Our hero has a dream, and has had it since he was 15: to work and save enough to finally move somewhere cheap enough to live out the rest of his life without having to work anymore. He marries someone allegedly simpatico, but who manages to find a reason to nix every destination that they explore as a possible retirement grounds. Having had enough delay, he decides at around age 50 to buy the tickets unilaterally and lay down the ultimatum that he is finally going, to Pemba, an island off the coast of Tanzania, very much hopefully with her, but with or without her. And she in turn lays down the bombshell that he can’t go, because she’s been diagnosed with mesothelioma, and she’s going to need his health insurance.
Shep loves his wife, and thus do his plans immediately invert. For the next year plus, it’s all about trying to keep Glynis alive and get her well. And each chapter begins with a statement of the balance of his life savings, which falls surely, immediately, and then precipitously, eventually to near nothing.

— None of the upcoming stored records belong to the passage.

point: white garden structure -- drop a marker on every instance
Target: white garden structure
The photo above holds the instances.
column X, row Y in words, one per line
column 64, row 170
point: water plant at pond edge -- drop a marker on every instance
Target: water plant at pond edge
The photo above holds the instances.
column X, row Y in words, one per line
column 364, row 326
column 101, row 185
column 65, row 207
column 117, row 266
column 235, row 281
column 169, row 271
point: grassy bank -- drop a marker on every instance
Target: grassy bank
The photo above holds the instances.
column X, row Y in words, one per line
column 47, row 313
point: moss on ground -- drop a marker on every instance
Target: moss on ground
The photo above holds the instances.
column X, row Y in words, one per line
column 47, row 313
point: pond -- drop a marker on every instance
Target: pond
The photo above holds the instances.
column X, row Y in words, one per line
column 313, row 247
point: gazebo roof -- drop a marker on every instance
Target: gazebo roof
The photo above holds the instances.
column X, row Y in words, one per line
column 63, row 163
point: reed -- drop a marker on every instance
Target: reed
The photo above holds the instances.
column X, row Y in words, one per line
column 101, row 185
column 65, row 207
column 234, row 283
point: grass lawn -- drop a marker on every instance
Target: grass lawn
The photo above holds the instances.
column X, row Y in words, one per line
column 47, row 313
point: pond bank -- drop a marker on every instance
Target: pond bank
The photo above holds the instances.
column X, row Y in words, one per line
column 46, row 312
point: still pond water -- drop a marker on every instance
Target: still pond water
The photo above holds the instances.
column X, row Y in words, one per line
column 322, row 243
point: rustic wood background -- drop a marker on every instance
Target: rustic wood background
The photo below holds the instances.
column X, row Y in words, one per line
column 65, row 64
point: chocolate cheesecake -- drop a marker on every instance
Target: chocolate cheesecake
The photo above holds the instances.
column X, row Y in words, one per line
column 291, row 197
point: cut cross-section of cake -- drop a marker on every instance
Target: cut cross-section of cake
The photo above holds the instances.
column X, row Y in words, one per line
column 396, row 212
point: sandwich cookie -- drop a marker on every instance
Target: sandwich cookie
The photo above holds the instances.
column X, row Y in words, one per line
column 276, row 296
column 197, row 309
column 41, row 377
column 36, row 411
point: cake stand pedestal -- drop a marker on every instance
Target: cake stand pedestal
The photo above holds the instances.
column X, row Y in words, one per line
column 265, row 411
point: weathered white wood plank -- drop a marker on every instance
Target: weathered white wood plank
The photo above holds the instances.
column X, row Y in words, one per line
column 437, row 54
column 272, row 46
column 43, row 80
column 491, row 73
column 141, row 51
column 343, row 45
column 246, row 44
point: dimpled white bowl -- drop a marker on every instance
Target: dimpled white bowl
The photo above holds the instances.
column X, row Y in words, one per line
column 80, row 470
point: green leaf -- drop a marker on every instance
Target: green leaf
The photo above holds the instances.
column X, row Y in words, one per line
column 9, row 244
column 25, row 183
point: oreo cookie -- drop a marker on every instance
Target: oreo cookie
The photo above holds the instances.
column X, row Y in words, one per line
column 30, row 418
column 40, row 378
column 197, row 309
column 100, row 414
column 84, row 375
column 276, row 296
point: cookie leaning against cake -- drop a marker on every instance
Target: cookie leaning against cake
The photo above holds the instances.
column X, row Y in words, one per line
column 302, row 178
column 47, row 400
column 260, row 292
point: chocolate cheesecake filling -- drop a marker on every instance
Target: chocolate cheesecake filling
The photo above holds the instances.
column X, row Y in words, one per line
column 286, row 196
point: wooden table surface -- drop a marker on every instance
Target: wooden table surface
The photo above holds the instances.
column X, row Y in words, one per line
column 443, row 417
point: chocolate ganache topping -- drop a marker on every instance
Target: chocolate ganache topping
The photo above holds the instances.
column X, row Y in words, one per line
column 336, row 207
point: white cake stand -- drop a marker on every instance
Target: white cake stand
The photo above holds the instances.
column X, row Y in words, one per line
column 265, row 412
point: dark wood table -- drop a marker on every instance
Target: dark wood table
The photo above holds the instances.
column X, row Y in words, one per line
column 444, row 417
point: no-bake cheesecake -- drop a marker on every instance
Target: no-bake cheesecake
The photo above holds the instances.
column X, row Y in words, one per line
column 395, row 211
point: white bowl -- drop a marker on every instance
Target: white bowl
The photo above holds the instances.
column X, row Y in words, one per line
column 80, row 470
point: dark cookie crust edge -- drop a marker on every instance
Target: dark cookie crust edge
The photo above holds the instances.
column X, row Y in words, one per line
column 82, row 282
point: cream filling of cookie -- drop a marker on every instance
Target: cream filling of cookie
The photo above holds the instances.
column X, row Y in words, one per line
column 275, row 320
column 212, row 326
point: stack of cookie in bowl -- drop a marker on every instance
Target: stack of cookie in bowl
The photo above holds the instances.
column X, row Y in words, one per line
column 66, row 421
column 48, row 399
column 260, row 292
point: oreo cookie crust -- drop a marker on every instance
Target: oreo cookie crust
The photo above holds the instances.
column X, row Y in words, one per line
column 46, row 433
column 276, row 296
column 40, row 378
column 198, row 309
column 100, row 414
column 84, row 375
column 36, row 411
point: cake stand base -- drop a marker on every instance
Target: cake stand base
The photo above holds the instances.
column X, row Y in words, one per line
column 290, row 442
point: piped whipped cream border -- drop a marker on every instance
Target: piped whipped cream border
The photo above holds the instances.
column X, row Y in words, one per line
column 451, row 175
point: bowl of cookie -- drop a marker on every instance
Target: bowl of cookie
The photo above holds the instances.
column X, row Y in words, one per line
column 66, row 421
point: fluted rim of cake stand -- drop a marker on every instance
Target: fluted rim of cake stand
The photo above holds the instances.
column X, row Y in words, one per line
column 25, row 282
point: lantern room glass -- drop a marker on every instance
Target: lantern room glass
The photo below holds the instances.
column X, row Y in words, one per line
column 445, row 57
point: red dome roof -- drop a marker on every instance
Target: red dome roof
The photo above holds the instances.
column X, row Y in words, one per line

There’s a side plot about his friend. I won’t summarize that plot or any more of this one… What is wonderful about Lionel Shriver is that she writes about people like me and situations I know. Her characters are in my demographic. These live in Westchester. They have sometimes unspeakable feelings that I have too. Nobody really talks about the expense of end-of-life, and how that expense feels to those who have to undertake it, and how it feels to know you aren’t supposed to feel ANYTHING about money when someone’s life is at stake, even if the prognosis is hopeless.
Shep really does love his wife, but he’s not unfeeling about the fact that the means to fulfill his life’s dream is dribbling and then pouring away into her probably futile treatments; and the tragic fact is that he is destined to outlive her, and might still want to pursue his dream.
Oh, and then there’s his aging father and guilt-trip-laying sister. Yes, these books are really about people like me and situations I know.
It’s all very real and not something you usually read a novel about. And the ending is FANTASTIC.